Emile Darnaud écrivait dans sa correspondance avec Jean Grave : « …je suis votre disciple ; puisque tous ces articles à qui je dois mon éducation anarchistes, sont de vous, ce que j’ignorais » (28 février 1890). « A moi, vieux bourgeois, il me fallait Grave, c’est-à-dire un travailleur pour de bon, un connaisseur pour de bon et un militant aussi tenace et dévoué que raisonnable et vraiment modeste » (2 mars 1890).

En 1881, il avait été élu maire de Roquefixade, comme avant lui son père et son grand-père. Démissionnaire en 1886, il fut remplacé par un parent et ami. Il fut réélu le 3 mai 1896 par 117 suffrages sur 122 votants alors qu’il était absent de la commune et, à l’unanimité, choisi comme maire. Il le resta jusqu’en 1912, tout en étant avocat à la ville voisine de Foix.

Polygraphe impénitent, il entretint une vaste correspondance avec Charles Letourneau, Pierre Kropotkine, Jean Grave, Jacques Gross, Augustin Hamon, Louise Michel, Max Nettlau, et surtout avec Nelly Roussel, son mari Henri Godet et leur fille Mireille Godet. Il se déclarait féministe mais ses opinions en la matière étaient plutôt conservatrices. Il préfaça un recueil d’articles de Nelly Roussel, Quelques lances rompues pour nos libertés (Paris, Giard et Brière, 1910).

Darnaud publia un très grand nombre de brochures, recueils d’articles du Révolté ou de la Révolte, résumés d’ouvrages (La Société future de Jean Grave), copies de correspondances, quelques œuvres de tiers (Anarchie et communisme de Carlo Cafiero) ; d’autres portent sur l’histoire locale de Roquefixade et du département de l’Ariège.

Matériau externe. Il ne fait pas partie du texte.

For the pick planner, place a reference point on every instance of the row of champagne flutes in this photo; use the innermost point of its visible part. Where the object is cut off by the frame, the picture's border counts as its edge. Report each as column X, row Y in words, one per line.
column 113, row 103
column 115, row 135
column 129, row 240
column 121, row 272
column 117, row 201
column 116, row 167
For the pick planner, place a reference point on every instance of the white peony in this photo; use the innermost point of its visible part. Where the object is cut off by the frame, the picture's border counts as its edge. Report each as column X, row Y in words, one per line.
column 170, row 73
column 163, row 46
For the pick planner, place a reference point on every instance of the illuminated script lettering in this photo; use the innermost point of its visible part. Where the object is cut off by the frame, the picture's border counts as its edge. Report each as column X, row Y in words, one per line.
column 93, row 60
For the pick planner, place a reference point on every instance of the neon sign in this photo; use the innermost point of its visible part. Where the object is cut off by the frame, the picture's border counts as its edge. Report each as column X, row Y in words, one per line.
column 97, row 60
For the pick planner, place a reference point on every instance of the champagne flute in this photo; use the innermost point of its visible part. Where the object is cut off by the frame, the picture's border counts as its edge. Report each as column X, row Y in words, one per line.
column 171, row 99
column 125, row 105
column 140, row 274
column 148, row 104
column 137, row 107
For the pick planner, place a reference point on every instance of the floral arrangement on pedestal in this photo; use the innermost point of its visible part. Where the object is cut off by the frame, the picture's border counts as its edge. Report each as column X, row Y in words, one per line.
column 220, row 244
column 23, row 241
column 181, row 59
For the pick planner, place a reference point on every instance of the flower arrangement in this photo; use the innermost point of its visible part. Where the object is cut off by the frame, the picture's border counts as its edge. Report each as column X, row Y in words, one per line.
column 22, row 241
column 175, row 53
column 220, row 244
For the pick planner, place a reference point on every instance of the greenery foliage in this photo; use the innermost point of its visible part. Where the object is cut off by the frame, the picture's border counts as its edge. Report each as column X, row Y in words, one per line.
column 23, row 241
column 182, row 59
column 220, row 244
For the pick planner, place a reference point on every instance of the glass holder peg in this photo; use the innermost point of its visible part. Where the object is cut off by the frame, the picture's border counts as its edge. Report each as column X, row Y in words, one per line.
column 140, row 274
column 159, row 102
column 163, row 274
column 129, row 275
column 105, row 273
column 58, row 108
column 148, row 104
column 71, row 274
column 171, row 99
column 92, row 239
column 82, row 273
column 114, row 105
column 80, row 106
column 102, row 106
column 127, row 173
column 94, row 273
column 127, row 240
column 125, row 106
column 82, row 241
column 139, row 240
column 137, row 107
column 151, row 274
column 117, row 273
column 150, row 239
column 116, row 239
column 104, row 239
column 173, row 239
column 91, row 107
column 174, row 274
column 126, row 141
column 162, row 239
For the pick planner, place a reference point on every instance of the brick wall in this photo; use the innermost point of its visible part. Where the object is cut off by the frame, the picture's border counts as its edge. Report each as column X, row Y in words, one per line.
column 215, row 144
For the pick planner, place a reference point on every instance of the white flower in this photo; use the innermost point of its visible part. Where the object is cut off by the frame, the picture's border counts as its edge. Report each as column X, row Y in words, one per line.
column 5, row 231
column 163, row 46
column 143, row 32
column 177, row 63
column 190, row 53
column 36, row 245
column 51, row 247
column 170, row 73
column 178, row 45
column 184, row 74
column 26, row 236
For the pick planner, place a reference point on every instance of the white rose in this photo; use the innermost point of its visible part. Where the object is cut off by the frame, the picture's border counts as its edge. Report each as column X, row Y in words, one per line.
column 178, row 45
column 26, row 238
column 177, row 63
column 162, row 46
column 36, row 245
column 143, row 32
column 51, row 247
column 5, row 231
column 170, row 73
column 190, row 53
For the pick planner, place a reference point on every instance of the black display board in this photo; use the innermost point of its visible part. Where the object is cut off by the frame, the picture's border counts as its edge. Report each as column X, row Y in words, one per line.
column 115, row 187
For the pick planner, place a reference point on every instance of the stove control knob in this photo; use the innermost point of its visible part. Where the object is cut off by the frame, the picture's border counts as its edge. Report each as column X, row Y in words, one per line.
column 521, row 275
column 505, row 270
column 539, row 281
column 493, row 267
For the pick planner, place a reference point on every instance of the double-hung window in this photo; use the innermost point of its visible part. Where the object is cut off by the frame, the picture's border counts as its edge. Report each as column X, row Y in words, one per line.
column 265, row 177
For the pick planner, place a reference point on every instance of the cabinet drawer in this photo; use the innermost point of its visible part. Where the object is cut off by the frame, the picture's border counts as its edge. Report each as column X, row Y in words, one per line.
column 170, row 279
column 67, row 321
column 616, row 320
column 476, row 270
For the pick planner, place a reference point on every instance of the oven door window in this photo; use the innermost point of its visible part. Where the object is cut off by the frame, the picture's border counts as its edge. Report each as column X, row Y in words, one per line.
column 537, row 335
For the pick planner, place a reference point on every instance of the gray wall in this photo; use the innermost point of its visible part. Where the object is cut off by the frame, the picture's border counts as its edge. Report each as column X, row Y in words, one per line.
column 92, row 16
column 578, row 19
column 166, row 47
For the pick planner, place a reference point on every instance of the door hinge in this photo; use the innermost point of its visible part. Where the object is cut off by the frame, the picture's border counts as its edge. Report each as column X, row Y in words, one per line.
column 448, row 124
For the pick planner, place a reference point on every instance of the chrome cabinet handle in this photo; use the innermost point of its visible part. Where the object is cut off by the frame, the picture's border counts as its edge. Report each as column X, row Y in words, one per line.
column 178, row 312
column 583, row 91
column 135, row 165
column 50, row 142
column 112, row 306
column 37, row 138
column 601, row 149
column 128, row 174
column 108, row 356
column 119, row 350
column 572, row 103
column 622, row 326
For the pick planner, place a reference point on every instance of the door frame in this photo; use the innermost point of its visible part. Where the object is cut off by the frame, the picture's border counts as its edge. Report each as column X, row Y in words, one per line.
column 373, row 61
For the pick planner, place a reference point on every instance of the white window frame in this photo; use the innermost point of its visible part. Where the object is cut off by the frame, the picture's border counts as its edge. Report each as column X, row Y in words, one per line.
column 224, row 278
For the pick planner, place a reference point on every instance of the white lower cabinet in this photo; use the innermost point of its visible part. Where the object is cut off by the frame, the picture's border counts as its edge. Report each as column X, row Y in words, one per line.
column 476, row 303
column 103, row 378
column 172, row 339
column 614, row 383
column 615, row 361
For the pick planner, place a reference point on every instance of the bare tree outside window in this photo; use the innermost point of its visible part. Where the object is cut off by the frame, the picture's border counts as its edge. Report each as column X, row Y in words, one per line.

En été 1914, il s’enthousiasma pour la force de la mobilisation française mais ne vit pas la suite de la guerre, puisqu’il mourut début septembre.

Pour citer cet article :
https://maitron.fr/spip.php?article155171, notice DARNAUD Émile par Jean Maitron, notice complétée par Marianne Enckell, version mise en ligne le 24 mars 2014, dernière modification le 30 décembre 2018.

Par Jean Maitron, notice complétée par Marianne Enckell

ŒUVRE : Une trentaine de brochures, parfois réimprimées et traduites en portugais, hollandais, italien et s’échelonnant de 1886 à décembre 1913, sont de la période anarchiste de Darnaud, dont : Les travailleurs des villes aux travailleurs des campagnes (1888) — Les églises et l’Etat (1886) — La Marianne, recueil de notes sur la politique des paysans (1886) — Lettre d’un militant à un néophyte (1888) — Radical ou anarchiste (1888) — Le Cri du peuple (1888). Une brochure de 1876, Vagabonds et Mendiants : Étude de Droit pénal, 78 p. fut « mise en harmonie avec les idées nouvelles de l’auteur » en 1890.
Sa correspondance se trouve à l’IFHS (Paris), à l’IISG (Amsterdam) et à la Bibliothèque Marguerite Durand (Paris), qui conserve aussi des photos de lui.

SOURCES : Lissagaray, Histoire de la Commune de Paris, appendice XXXVI — Mairie de Roquefixade, 1er juin 1896 et 8 février 1899, Bibliothèque nationale (4° Lk 7/30 255 et 4° Lk 7/31 705) — Lettre de son petit-fils Charles Darnaud, professeur à la Faculté de médecine de Toulouse (21 avril 1972) — J. Grave, Quarante ans de propagande…, op. cit. — Notes de Gui Malouvier et de Rolf Dupuy — Elinor Accampo, Blessed Motherhood, Bitter Fruit, Nelly Roussel and the politics of female pain in Third Republic France, Baltimore 2006 — Max Nettlau, Geschichte der Anarchie, vol. 5.